Les contes de la petite fille moche de Julien Daillère – Éditions Les Cahiers de l’Égaré
PourKoiEnReparler ?!
Car il ne faut jamais oublier que si la parole libère, sauve des vies, parfois elle peut tuer !
CiKL’Auteur ?!
Après un échange Erasmus en Allemagne et la fin de ses études à l’ESSEC, il revient à Paris et commence une formation théâtrale aux ateliers du soir du Théâtre National de Chaillot. Depuis, Julien Daillère explore toutes les facettes de l’expression : par le mot, le corps et l’image.
OnEnDiKoiDuTitre ?!
Yves Rosati : Ce titre est à l’image des cours de récréation : bruyantes et joyeuses. Après tout, ce sont les contes de la petite fille mais ils sont racontés de la manière la plus cruelle, car la petite fille est moche. Ce titre m’a ému. Car sous couvert des rires et des cris d’enfants, les adultes oublient combien nos jolis bambins peuvent être cruels, comme ils oublient combien ils l’avaient été eux aussi, peut-être un peu, beaucoup…
Julien Daillère : Parmi les sept personnages, c’est Océane, la petite fille moche, qui est à l’origine de ce texte.

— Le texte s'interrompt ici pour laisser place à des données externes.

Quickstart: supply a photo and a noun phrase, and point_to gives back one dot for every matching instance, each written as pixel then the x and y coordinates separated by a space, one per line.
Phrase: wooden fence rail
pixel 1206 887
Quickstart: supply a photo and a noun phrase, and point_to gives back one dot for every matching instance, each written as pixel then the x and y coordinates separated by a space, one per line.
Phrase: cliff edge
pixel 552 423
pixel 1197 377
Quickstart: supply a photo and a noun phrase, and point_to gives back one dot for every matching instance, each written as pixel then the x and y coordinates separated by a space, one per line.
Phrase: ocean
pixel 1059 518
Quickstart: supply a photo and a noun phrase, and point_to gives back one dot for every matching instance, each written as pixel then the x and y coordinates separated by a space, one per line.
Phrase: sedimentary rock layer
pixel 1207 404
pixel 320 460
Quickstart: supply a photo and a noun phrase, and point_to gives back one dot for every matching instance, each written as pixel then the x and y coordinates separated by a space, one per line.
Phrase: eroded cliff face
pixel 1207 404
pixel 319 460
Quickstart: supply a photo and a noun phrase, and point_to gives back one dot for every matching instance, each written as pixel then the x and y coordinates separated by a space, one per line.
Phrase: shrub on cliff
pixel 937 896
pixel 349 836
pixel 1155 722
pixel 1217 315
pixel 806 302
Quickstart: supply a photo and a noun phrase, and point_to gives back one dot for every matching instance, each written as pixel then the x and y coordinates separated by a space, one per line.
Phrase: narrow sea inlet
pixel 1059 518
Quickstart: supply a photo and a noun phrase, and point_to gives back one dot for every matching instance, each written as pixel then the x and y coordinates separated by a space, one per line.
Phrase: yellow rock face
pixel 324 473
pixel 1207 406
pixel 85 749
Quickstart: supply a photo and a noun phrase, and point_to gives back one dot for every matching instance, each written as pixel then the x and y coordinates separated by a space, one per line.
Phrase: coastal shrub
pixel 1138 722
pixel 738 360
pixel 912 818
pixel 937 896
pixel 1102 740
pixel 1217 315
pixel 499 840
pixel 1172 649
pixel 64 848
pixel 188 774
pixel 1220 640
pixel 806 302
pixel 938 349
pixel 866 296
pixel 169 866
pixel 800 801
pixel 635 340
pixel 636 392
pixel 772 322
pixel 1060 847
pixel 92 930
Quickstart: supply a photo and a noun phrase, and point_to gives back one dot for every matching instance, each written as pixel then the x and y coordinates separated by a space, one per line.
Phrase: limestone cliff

Au départ, j’ai souhaité imaginer les pensées d’une petite fille qui se trouve moche. J’ai donc écrit le monologue « Je suis une petite fille moche ». Puis je me suis lancé sur d’autres formes de complexes que peuvent ressentir les enfants et j’ai écrit les monologues d’autres personnages. La petite fille moche est restée le personnage central, celui qui ouvre le texte et qui revient au milieu avec son cours de danse. En fait, cette petite fille moche est beaucoup plus qu’une petite fille moche : c’est l’enfant qui ne se sent pas aimé. Lors des représentations, c’était assez largement le personnage préféré des enfants, garçons ou filles. Même s’il ne s’agit pas de contes à proprement parler, il est tout de même question de personnages qui se « racontent ». Avec le psychologue clinicien Rémy Cortési, qui m’a régulièrement conseillé au fil de l’écriture de ce texte, nous aimions bien le contraste qui apparaissait entre l’idée de « conte » et l’image d’une petite fille « moche ». Mettre le mot « conte » au pluriel, c’était aussi pour apporter l’idée d’une pluralité des personnages.
OnEnDiKoi-DeL’Histoire ?!
YR : C’est l’histoire d’un mot, un seul, au milieu de conversations d’enfant, qui résonne de plus en plus fort dans la tête : gros, noir… Ce qui est l’évidence de notre corps devient une différence encombrante par les mots des autres. Et ce nouveau surnom commence à nous accompagner tous les jours à l’école, puis sur le chemin de l’école jusque dans notre chambre. Ce surnom devient notre nouvelle identité : La grosse, Le noir… jusqu’au jour où une personne, croisée au hasard de la Vie nous dise : Je t’aime.
JD : Je voulais donner la parole à des enfants qui se débrouillent comme ils peuvent avec l’étiquette qu’on leur a collé sur la figure et qui constitue aussi, bon gré mal gré, leur porte d’entrée dans le monde, leur identité. Se réapproprier cette étiquette par la parole, en parler avec ses propres mots, est peut-être un des chemins possibles pour s’en séparer ou au moins pour la vivre autrement que dans un statut de victime. C’est une chose dont je me suis rendu compte plus tard. Patricia Koseleff, qui m’a mis en scène pour jouer ce spectacle en tournée, me disait souvent que ces personnages ne sont pas des victimes. J’avais en tout cas conscience de chercher une parole d’enfant authentique, non pas asservie au désir de l’adulte mais intimement libératrice pour l’enfant en tant qu’adulte en devenir. C’est la raison pour laquelle j’ai voulu faire émerger des personnages une parole qui réinterroge et réinterprète le monde avec cette fantaisie naïve et parfois cruelle propre aux enfants, et qu’elle les amène à envisager une évolution positive de leur situation, de leur identité, même si l’espoir est parfois fragile.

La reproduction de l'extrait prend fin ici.